Quando un “post” sulla bacheca digitale del lavoratore può portare al licenziamento?
Nell’era dei Social Network l’uso imprudente dei sistemi di messaggistica digitale, da parte di un lavoratore, può portare fino al licenziamento. È un terreno complesso e risulta in alcuni casi difficoltoso individuare un confine netto tra diritto di critica e superamento dei limiti del decoro e del lecito.
I Social Network permettono agli utenti di pubblicare le proprie opinioni, dare sfogo ai propri pensieri, ma anche di accedere alle informazioni altrui; è opportuno, però, precisare come quest’ultimo aspetto dipenda, come si vedrà a seguire, sia dal Social utilizzato sia dalle impostazioni di privacy inserite. Pertanto è necessario evidenziare come non sia possibile considerare la bacheca digitale alla stregua di un diario privato.

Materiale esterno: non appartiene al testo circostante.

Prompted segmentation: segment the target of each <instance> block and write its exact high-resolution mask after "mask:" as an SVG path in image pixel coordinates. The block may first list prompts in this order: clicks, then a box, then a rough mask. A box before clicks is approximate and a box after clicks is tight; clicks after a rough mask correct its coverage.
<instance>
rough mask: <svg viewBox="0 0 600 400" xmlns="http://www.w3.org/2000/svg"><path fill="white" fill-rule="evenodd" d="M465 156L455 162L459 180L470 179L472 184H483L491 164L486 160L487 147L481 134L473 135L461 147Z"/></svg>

La stessa Giurisprudenza sul tema ha un approccio variabile: se da un lato risultano numerose le sentenze che riconoscono come giusta causa di licenziamento la pubblicazione, sulla bacheca digitale del lavoratore, di un messaggio contenente affermazioni di volgare offensività nei confronti del datore di lavoro e lesive del nome dell’azienda (Cassazione civile Sezione lavoro, 27/04/2018, n. 10280), dall’altra non mancano pronunce che lasciano prevalere diritti costituzionalmente garantiti quali la libertà e la segretezza in ogni forma di comunicazione ai sensi dell’art. 15 della Cost. (Tribunale di Modena, Sez. lavoro, Sent. 07/10/2019).
Determinante nella scelta dei giudici è la platea che riceve il messaggio offensivo o presunto tale.

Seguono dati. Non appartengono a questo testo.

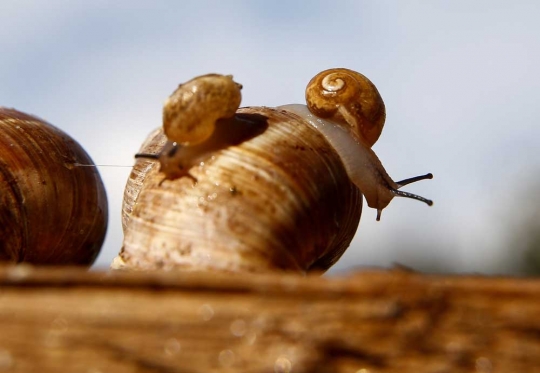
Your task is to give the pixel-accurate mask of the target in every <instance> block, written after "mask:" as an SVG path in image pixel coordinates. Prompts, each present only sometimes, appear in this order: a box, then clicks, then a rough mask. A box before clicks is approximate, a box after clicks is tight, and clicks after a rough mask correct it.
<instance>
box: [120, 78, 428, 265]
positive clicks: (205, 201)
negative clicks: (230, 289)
mask: <svg viewBox="0 0 540 373" xmlns="http://www.w3.org/2000/svg"><path fill="white" fill-rule="evenodd" d="M212 77H213V79H220V78H219V76H218V75H215V74H212ZM223 79H230V77H229V76H224V77H223ZM190 82H192V83H193V84H196V82H197V78H196V79H194V80H192V81H190ZM223 86H224V85H223V84H221V85H219V84H216V87H218V88H219V87H223ZM229 86H230V87H233V86H232V85H229ZM181 87H182V86H181ZM231 89H232V88H231ZM234 89H238V86H236V88H234ZM224 96H227V95H225V94H223V95H222V96H221V97H224ZM229 96H230V97H234V95H233V94H232V93H231V94H229ZM306 102H307V106H306V105H284V106H280V107H277V108H266V107H248V108H242V109H238V110H237V111H236V114H235V115H234V116H232V117H231V116H223V114H219V115H220V116H218V115H216V114H214V113H209V117H212V118H218V119H213V120H215V121H216V123H217V124H216V125H215V126H214V132H212V134H210V135H209V136H208V137H207V140H205V141H202V142H197V143H196V144H195V145H190V142H189V140H188V141H186V143H185V144H187V145H181V144H179V143H178V141H173V140H171V139H170V138H169V139H167V137H168V136H167V137H166V136H165V135H164V134H163V132H162V131H160V130H158V131H156V132H154V133H153V134H152V135H151V137H150V138H149V139H148V140H147V141H146V142H145V144H144V145H143V147H142V148H141V150H140V153H138V154H137V155H136V157H137V158H139V159H138V161H137V163H136V165H135V167H134V170H133V172H132V174H131V176H130V179H129V180H128V185H127V187H126V192H125V198H124V215H123V223H124V232H125V239H124V245H123V248H122V250H121V253H120V255H119V257H118V258H117V260H116V261H115V263H114V264H113V267H117V268H118V267H128V268H132V269H157V268H167V269H174V268H182V269H196V270H201V269H203V270H206V269H221V270H230V271H270V270H293V271H299V272H307V271H311V270H326V269H327V268H329V267H330V266H331V265H332V264H333V263H334V262H335V261H336V260H337V259H338V258H339V257H340V256H341V255H342V253H343V252H344V250H345V249H346V248H347V247H348V246H349V244H350V241H351V240H352V238H353V236H354V234H355V232H356V229H357V226H358V222H359V219H360V214H361V209H362V198H361V196H362V194H364V195H365V197H366V200H367V203H368V206H370V207H373V208H375V209H377V220H379V219H380V214H381V211H382V209H384V208H385V207H386V206H387V205H388V203H389V202H390V201H391V200H392V198H393V197H394V196H402V197H409V198H414V199H417V200H421V201H423V202H426V203H427V204H428V205H431V204H432V202H431V201H429V200H427V199H425V198H423V197H419V196H416V195H413V194H409V193H405V192H402V191H399V190H398V189H399V188H400V187H402V186H404V185H406V184H409V183H412V182H414V181H418V180H423V179H427V178H431V177H432V175H431V174H428V175H424V176H419V177H415V178H411V179H407V180H403V181H401V182H397V183H396V182H394V181H393V180H392V179H391V178H390V177H389V176H388V174H387V173H386V171H385V169H384V167H383V166H382V164H381V162H380V161H379V159H378V157H377V156H376V155H375V153H374V152H373V151H372V150H371V146H372V145H373V143H375V141H376V140H377V139H378V137H379V135H380V132H381V131H382V128H383V126H384V121H385V109H384V103H383V101H382V99H381V97H380V95H379V93H378V91H377V89H376V88H375V86H374V85H373V84H372V83H371V82H370V81H369V80H368V79H367V78H366V77H364V76H363V75H361V74H359V73H356V72H354V71H351V70H347V69H332V70H327V71H323V72H322V73H320V74H318V75H317V76H315V77H314V78H313V79H312V80H311V81H310V83H309V84H308V87H307V89H306ZM234 103H236V101H234ZM186 105H187V104H186ZM165 111H167V103H166V106H165ZM197 115H201V116H202V117H201V118H199V119H198V120H196V119H197V118H192V119H193V120H194V121H195V122H197V121H198V122H200V123H204V122H205V120H206V118H204V116H205V115H204V111H200V112H198V114H197ZM170 118H171V117H170V116H168V115H164V127H166V126H167V121H169V120H170ZM166 133H167V131H165V134H166ZM231 133H235V135H234V136H233V135H231ZM231 136H232V137H234V138H235V140H234V141H231V138H230V137H231ZM155 160H158V161H159V163H157V162H155ZM184 176H189V177H184Z"/></svg>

La Suprema Corte esclude la configurabilità di una condotta diffamatoria in una chat riservata, ove l’accesso è consentito solo a membri determinati; difatti le conversazioni che avvengo tramite mailing list riservate o chat private devono essere considerate alla stregua della corrispondenza privata, chiusa e inviolabile (Ordinanza 10.09.2018 n.21965). Al contrario la diffusione di un messaggio diffamatorio attraverso l’uso di una bacheca (facebook, twitter etc.) integra, per la potenziale capacità di raggiungere un vasto numero di utenti, un’ipotesi di diffamazione perché comportamento idoneo ad incrinare irreparabilmente il vincolo fiduciario coessenziale al rapporto lavorativo e deducibile a giusta causa di licenziamento.
Molte aziende stanno adottando codici di comportamento idonei a disciplinare l’utilizzo in modo corretto, da parte dei dipendenti, non solo degli strumenti di lavoro ma anche dei Social Network. Tali codici disciplinano la creazione e la gestione del profilo ed introducono regole di comportamento legate alla diffusione attraverso i Social di valutazioni e dichiarazioni attinenti al posto di lavoro o dati acquisiti durante l’attività lavorativa.

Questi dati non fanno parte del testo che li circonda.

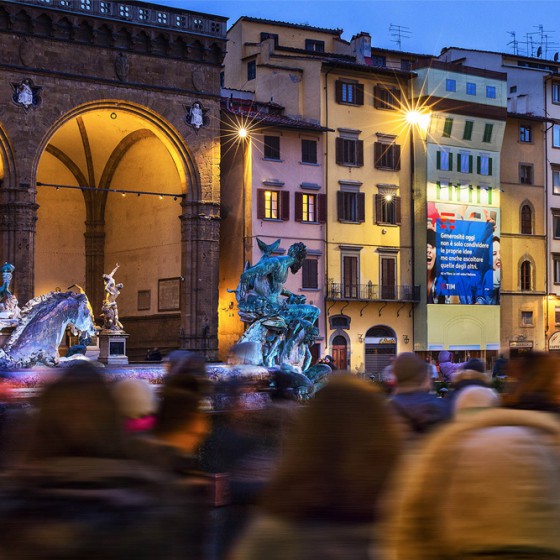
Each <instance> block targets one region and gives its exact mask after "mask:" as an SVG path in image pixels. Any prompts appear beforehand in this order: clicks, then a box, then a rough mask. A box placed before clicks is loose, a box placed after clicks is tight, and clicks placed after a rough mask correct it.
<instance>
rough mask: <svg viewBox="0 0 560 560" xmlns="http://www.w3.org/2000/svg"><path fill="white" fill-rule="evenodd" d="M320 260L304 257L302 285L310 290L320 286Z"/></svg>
mask: <svg viewBox="0 0 560 560" xmlns="http://www.w3.org/2000/svg"><path fill="white" fill-rule="evenodd" d="M318 264H319V261H318V260H317V259H304V261H303V264H302V267H301V287H302V288H304V289H305V288H307V289H310V290H316V289H317V288H319V274H318V273H319V267H318Z"/></svg>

L’apertura delle realtà aziendali al mondo dei Social Network, anche per fini imprenditoriali e comunicativi, determina inevitabilmente il sorgere di una serie di problematiche legate alla gestione del rapporto di lavoro e alla ricerca dell’equilibrio tra la tutela della sfera individuale e l’interesse aziendale al rispetto del dovere di diligenza.
Da questa breve analisi emerge come i comportamenti privati, confinati nella sfera extra lavorativa, possano oggi avere rilevanza quali fattori di valutazione degli obblighi scaturenti dal rapporto di lavoro determinando precise conseguenze, tra le quali anche il licenziamento.
Articolo di Avv. Marco Masi, Dott.ssa Veronica Pompei.